Men's Health

Unfortunate soul sprouts 2-inch ‘dragon’ horn on tip of his penis

It was a horn-ographic experience.

A patient in China redefined being “horny” after his penis sprouted a 2-inch-long, calcified growth, which later turned out to be cancerous.

[Warning: Graphic Images]

“Clinical examination showed a conical lesion projecting from the anterior surface of the glans penis,” wrote Xi Zhang and Haoying Shi, of the Second Hospital of Shanxi Medical University’s urology department, about the protuberance in the Asian Journal of Surgery.

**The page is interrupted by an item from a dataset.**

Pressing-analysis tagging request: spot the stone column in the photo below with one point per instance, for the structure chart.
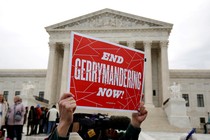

Per the graphic study, the unnamed 43-year-old patient reported to the hospital in Taiyuan after developing a “hard” and “yellowish-brown” nodule.

He had previously gotten a “rice-sized” growth removed from the tip of his manhood three years earlier, only to have another spring up in its place three months later like a horned hydra. Over the next three years, the man-antler grew to a whopping 2-inches long and 1-inch across, and extended from his foreskin to past the urethra with several “mass-like protrusions” under the base, per the study.

Horn-ographic images show the penile lesion, which looks brown and conical like a ram’s horn or pumpkin stem.

The man's growth was soft at the top and hard towards the base, per the study.
The man’s growth was soft at the top and hard towards the base, per the study. Asian Journal of Surgery

The doctors diagnosed the man with a cutaneous horn, a mass of keratin — the protein that forms skin, hair and nails — that’s often analogized to a horn due to its tendency to form on one’s head. Penile growths, meanwhile, are exceedingly rare, accounting for only “4.2 to 5.5% of all cutaneous horns,” per the study.

The patient’s case was especially peculiar as he wasn’t taking medication and had no history of sexually transmitted infections, which are a major risk factor for cutaneous horns, along with possessing excess foreskin, poor hygiene and penile injuries, the Daily Mail reported. Interestingly, these manhood-adorning horns tend to pop up within one year of circumcision, leading experts to believe that the procedure may be a cause.

Either way, due to the risk of cancer, doctors quickly removed the penile protrusion by amputating the mass and also extracting around a half-inch of tissue from under its base.

It’s a good thing the patient underwent this second round of whack-a-mole. A subsequent analysis of the removed mass revealed that he had squamous cell carcinoma — the second most common strain of skin cancer, affecting 1.8 million people in the US each year.

Thankfully, the lucky fellow was deemed cancer-free following the operation, from which he has since fully recovered.

This isn’t the first time a cutaneous growth has cropped up in an unlikely place. In 2019, a UK man baffled doctors after sprouting a 5-inch cancerous “dragon horn” on his back, despite having no history of skin cancer.